A food-commerce startup collecting customer feedback had no structured way to measure satisfaction across the different dimensions of its product — food quality, delivery experience, app usability, and pricing. Feedback existed but was scattered, unquantified, and disconnected from order behaviour, making it impossible to identify which customer segments were most dissatisfied or what was specifically driving poor scores.
Designed and built a multi-dimensional NPS tracking dashboard integrating survey responses with order history data across four satisfaction dimensions: Affordability, Culinary, Delivery, and App Experience. Each dimension had its own NPS score, time-series trend line, rating distribution chart, and root cause categorisation — so a drop in Delivery NPS could be immediately traced to specific complaint types such as "Not On Time," "Agent Not Friendly," or "Location Not Found." The dashboard included qualitative comment tables with ratings, filterable by customer segment, date range, AOV, total orders, and loyalty days — allowing the team to cross-reference satisfaction scores against customer value and behaviour. A record count of 67 surveyed customers was tracked against the full customer base to monitor survey coverage over time.
Transformed qualitative customer feedback into a structured, quantified, and actionable measurement system for the first time. Delivery NPS of 83.33% validated the core operational promise, while App NPS of 34.38% clearly flagged the digital product as the primary area requiring intervention — directly informing the product team's priorities.
The ability to filter by customer segment and order behaviour meant the business could distinguish between high-value customers who were dissatisfied and low-value customers who were dissatisfied, enabling prioritised response.
Complaint categorisation reduced the time from "we have a problem" to "we know exactly what the problem is" from days to minutes.
NPS Measurement, Customer Satisfaction Analytics, Multi-Dimensional Feedback Analysis, Root Cause Analysis, Qualitative Data Quantification, Customer Segmentation, Time-Series Trend Analysis, Digital Product Analytics, Survey Analytics
Looker Studio, MySQL
A multipage interactive dashboard using Looker Studio, BigQuery and SQL
Page 1: Executive Summary - NPS Performance Overview
Provide a high-level summary of the overall NPS score and its trend over time.
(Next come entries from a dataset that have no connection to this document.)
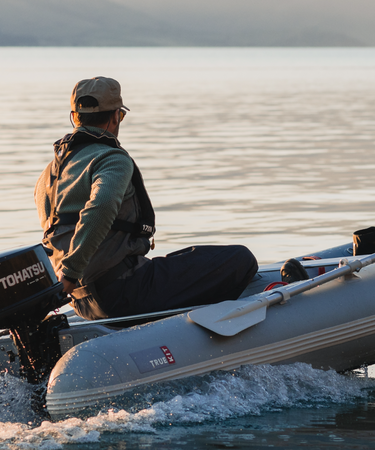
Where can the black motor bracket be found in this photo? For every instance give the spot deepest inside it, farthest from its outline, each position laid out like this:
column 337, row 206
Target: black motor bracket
column 29, row 290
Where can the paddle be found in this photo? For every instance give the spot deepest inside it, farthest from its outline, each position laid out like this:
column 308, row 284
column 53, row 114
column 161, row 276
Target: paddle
column 233, row 316
column 141, row 317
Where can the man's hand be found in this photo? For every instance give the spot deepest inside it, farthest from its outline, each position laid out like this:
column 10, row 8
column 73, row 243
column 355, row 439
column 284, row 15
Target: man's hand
column 68, row 286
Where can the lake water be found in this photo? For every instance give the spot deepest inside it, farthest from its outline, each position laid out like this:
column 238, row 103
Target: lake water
column 270, row 148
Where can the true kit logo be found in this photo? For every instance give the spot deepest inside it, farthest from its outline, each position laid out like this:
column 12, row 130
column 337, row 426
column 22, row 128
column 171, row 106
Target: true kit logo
column 31, row 274
column 166, row 359
column 153, row 358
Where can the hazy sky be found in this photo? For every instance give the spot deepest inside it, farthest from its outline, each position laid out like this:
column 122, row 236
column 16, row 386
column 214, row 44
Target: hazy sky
column 187, row 22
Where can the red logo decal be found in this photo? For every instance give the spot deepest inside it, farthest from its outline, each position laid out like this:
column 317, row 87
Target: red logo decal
column 168, row 354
Allow business users to quickly filter by key segments (e.g., order value tiers, customer tenure) to identify broad areas of concern. Visualizations should clearly highlight the distribution of promoters, passives, and detractors.
Page 2: Deep Dive into Pain Points and Timelines
Enable users to investigate specific areas of low NPS and associated customer feedback. This page will display key pain points identified in each area, their evolution over time, and the ability to filter by high-value orders, total order count, last order date, and assignment of issue resolution (if applicable). This facilitates prioritization of critical issues impacting valuable customers.
Page 3: Qualitative Customer Feedback Analysis
Present verbatim customer comments and feedback associated with different NPS scores and areas of concern. Implement text analysis capabilities (if feasible within Looker Studio or as a follow-up analysis) to identify recurring themes and sentiment within the feedback.
Page 5: Customer Profile Analysis of Feedback Providers
Offer insights into the profiles of customers providing feedback (e.g., purchase frequency, average order value, demographics if available and relevant). This can help identify if specific customer segments are disproportionately represented in the negative feedback.